Automating REGEX

Regex. I'm hopeless at it, and I don't think I'm alone. Googling for simple solutions to regex problems are often infuriating because any answers you do find may not work with Keyboard Maestro's regex flavour, as if the whole thing wasn't nebulous enough!

So, I wondered if perhaps we could automate some of the more simple and common regex tasks.

In this example, we want to replace every line in a variable that contains a certain string. I've used the Keyboard Maestro User Manual contents page as an example input. Following that is a group where we can specify:

  • A string to search the input variable for.
  • Something to replace each line that contains that string with.

Next up are three actions that automate the regex required to complete this task, and finally an action that displays the output.

EXAMPLE - Replace Lines Containing....kmmacros (24 KB)

Macro screenshot

Disclaimer: Did I mention I'm hopeless at regex? I may have made some kind of shortsighted error that means this won't work under all circumstances. Or maybe I nailed it...? I'm not qualified to say. However, my point is that the action group can be saved as a favourite and recalled whenever you need to do this frustratingly simple task. Anyone confident with making KM plugins could make it look all neat and pretty like a single native action.

So, if you think this is a good/bad idea, let me know. Better yet, if you want to make another one, please post it below!

3 Likes

You haven't made an error but perhaps you've been a bit short-sighted by not implementing this as a KM Subroutine.

This is my take on the subroutine approach:

[SUB] Replace Lines Containing.kmmacros (22 KB)

Click to see macro

While the macro to test it out looks like this:

Test [SUB] Replace Lines Containing.kmmacros (22 KB)

Click to see macro

YMMV!

1 Like

The example was just to show the logic. Auto-escaping special characters etc. Calling a Subroutine is a great way to use it, of course. What I'm mostly interested in is how much do you think can regex be automated?

Of course, this is not a solution to your problem, but I'll share my two cents. From the time I've started learning regex, I was constantly frustrated with it.
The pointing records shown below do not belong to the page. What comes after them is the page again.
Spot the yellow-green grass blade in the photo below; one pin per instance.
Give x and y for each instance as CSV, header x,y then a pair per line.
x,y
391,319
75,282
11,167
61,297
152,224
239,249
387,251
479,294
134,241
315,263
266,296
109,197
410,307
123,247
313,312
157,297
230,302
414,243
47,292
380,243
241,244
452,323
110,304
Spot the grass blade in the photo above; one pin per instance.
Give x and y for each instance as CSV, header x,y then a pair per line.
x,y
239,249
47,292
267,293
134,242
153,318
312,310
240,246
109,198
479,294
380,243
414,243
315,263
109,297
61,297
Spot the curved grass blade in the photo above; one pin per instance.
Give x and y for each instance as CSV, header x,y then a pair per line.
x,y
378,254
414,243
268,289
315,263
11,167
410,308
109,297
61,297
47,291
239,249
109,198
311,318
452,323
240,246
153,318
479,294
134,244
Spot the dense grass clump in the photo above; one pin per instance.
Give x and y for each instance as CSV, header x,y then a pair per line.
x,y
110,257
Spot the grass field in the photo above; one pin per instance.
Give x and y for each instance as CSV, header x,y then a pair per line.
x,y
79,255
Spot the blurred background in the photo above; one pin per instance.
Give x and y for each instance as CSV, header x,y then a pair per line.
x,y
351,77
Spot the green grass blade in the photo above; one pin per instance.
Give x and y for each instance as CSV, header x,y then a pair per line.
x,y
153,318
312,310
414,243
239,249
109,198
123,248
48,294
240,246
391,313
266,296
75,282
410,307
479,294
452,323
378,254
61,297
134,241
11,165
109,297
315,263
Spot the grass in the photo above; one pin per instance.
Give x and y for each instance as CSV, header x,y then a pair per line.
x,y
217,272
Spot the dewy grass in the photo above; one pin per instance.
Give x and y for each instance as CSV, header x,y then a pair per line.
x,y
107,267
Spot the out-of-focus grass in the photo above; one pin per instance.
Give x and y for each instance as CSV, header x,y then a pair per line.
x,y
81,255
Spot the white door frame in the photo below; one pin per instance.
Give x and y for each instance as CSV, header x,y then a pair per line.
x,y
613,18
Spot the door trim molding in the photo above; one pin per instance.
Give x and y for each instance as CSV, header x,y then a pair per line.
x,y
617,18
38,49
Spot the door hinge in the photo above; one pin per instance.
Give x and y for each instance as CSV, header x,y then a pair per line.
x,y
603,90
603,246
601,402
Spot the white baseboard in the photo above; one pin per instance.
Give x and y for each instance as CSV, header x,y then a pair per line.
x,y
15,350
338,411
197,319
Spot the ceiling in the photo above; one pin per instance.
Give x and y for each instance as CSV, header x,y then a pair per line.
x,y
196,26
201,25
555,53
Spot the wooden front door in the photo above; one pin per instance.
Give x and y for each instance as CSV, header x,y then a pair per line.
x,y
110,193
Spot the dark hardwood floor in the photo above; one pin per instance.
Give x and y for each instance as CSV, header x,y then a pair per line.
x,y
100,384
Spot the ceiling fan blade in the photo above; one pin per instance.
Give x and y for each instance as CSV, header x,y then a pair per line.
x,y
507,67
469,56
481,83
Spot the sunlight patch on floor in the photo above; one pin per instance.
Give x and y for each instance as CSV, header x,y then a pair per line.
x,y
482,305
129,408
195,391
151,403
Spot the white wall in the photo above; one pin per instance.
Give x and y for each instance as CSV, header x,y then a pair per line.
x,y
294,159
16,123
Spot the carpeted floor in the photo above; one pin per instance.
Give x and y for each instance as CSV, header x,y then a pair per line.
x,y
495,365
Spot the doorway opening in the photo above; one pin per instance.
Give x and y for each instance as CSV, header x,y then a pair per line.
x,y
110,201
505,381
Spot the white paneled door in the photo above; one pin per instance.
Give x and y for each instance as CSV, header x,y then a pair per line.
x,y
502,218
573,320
That's why I rarely use it these days.

I would suggest @complexpoint prelude-jxa library:

RobTrew/prelude-jxa: Generic functions for macOS and iOS scripting in Javascript – function names as in Hoogle

It is a joy to use for string processing tasks. Since it is written in JavaScript, and there is a RegExp object, you can get the best of both worlds. And, debugging is much easier using a set of composable bricks, like Rob's library has.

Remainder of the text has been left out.